Angga berjalan mendekat pada Nessa yang posisinya masih duduk di kasur. "Aku sudah memperingatkan mu untuk tak berbuat aneh-aneh, tapi kamu seolah mengabaikannya dengan berniat kabur. Jadi, terpaksa aku lakuin itu padamu," jelas Angga sambil sedikit berbisik di ujung kalimatnya.
Nessa geram, ia kesal dan marah. Sebuah guling langsung ia lempar pada Angga. "Om benar-benar jahat, ya! Aku nggak nyangka kalau Om senekad ini!"
Mendapat amukan seperti itu tak membuat Angga kesal. Malah ia tersenyum menanggapi kehebohan Nessa. Menurutnya, gadis itu benar-benar tak mengerti apa-apa.

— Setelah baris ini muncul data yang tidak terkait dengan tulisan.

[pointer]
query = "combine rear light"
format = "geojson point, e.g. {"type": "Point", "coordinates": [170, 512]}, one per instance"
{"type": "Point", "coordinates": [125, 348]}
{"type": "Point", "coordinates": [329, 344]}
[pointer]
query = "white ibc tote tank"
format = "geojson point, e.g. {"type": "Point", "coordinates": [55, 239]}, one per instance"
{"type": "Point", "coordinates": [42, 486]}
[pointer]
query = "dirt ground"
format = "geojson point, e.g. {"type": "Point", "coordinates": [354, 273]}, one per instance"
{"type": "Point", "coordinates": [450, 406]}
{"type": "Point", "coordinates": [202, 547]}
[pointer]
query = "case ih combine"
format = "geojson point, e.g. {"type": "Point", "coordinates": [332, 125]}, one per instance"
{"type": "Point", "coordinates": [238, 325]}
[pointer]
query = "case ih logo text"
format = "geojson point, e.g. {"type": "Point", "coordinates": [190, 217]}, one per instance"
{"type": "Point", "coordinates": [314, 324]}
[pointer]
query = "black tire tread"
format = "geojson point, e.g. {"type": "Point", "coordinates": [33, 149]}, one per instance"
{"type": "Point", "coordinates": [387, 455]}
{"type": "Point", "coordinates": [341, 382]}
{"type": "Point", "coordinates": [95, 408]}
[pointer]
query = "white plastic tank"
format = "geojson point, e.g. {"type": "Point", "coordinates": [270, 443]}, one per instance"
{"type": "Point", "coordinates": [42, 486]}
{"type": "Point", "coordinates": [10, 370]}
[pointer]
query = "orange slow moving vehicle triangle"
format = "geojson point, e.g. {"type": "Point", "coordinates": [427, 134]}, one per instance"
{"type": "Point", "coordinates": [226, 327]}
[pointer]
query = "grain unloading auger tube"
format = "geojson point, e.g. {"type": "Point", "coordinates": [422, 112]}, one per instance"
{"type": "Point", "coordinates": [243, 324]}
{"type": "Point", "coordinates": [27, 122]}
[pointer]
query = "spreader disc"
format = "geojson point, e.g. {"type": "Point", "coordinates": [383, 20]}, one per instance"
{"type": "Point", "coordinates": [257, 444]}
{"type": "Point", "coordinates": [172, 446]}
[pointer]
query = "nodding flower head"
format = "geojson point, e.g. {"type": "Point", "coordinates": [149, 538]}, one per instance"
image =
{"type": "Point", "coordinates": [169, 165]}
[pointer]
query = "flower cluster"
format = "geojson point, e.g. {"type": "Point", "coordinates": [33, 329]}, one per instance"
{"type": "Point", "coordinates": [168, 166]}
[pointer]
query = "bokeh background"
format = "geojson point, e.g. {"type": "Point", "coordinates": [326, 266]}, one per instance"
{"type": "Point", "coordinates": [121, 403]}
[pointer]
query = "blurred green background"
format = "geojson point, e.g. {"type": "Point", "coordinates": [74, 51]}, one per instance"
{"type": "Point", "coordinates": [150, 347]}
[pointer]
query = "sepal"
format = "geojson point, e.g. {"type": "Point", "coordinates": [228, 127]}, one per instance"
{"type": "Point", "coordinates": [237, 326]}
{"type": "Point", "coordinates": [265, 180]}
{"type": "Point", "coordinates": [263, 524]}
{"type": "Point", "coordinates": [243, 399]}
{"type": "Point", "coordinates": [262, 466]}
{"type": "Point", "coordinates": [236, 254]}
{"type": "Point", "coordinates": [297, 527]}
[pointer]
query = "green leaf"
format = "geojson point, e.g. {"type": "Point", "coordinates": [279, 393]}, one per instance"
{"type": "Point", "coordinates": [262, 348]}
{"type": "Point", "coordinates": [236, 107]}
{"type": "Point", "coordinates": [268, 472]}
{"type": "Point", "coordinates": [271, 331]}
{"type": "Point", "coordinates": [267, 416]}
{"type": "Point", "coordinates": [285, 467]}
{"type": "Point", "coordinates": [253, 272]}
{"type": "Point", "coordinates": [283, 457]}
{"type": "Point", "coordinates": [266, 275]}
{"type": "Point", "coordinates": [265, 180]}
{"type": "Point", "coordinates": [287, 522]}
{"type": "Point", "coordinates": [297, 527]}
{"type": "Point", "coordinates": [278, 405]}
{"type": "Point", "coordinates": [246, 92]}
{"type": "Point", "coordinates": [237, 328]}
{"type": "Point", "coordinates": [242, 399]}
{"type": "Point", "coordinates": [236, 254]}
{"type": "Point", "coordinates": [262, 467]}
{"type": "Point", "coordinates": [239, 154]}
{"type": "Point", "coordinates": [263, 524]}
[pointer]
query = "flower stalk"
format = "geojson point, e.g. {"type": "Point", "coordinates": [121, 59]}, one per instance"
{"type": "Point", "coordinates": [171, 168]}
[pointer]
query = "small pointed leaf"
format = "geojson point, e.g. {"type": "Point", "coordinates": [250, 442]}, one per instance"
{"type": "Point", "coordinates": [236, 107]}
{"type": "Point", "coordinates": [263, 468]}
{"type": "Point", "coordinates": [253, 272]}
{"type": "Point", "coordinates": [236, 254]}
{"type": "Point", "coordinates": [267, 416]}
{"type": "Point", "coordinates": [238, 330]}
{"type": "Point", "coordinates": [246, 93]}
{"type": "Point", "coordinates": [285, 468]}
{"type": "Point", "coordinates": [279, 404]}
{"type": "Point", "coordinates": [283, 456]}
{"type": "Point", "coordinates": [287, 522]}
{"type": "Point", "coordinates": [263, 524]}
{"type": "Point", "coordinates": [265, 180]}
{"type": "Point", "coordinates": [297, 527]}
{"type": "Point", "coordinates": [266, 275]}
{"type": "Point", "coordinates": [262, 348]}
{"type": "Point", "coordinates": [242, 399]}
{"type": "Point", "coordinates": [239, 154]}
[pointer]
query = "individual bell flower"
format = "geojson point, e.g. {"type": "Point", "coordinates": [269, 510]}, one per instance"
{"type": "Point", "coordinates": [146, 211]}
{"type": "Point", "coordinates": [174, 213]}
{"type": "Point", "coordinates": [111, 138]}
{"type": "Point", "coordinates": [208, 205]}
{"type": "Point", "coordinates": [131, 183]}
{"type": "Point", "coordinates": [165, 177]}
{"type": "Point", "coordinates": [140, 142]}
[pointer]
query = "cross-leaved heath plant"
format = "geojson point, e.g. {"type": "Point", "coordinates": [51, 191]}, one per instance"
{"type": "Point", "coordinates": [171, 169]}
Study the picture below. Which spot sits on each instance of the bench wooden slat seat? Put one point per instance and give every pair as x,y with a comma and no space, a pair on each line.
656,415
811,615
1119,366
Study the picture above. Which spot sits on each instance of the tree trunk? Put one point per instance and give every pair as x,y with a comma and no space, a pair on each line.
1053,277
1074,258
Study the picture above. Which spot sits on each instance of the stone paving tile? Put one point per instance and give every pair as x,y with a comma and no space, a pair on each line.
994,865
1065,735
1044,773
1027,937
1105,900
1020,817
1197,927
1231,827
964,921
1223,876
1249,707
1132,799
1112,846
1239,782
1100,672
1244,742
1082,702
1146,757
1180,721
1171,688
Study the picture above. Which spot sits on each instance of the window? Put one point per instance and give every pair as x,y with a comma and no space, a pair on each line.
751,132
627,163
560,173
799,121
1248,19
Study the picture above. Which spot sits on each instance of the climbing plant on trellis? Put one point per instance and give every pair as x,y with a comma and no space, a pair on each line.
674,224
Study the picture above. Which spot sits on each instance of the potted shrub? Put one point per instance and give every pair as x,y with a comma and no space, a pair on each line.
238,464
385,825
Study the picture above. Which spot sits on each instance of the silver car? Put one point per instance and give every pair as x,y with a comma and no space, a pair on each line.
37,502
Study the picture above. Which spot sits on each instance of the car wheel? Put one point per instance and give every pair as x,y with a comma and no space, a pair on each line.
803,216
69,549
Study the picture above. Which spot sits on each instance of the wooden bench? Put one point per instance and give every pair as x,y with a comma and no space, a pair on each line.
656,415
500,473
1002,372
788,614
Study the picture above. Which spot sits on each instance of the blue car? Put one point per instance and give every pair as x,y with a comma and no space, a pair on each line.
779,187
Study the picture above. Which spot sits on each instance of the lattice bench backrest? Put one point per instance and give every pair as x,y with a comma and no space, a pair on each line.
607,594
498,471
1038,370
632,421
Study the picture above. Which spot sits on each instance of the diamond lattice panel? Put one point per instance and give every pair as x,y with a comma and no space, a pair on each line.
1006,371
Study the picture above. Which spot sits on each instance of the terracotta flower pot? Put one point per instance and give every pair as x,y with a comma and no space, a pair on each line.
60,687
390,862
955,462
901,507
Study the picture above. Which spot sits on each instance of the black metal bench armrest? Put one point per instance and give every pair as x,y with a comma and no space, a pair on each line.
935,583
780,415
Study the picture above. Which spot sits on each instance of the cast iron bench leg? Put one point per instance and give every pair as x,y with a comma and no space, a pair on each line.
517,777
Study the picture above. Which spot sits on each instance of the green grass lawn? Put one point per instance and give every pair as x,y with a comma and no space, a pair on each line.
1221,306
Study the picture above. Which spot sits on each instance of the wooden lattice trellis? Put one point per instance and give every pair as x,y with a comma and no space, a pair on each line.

"Terserah! Kamu mau bilang aku jahat sekalipun. Cepetan mandi dan ganti pakaianmu. Sebentar lagi akan ada yang mengurus semua keperluanmu."
"Aku nggak mau!"
"Baiklah. Tapi aku akan melakukannya lagi padamu," balas Angga kembali mendekati Nessa.
"Stop!"
"Jadilah gadis manis. Beberapa jam lagi kita akan menikah. Jangan melakukan hal buruk sedikitpun, kalau kamu tak ingin aku melakukan hal buruk juga padamu, lagi. Paham?!"
Nessa tak menjawab. Ia lebih memilih untuk diam.
"Oke. Jangan mengecewakanku," pesannya sambil berlalu pergi keluar dari kamar.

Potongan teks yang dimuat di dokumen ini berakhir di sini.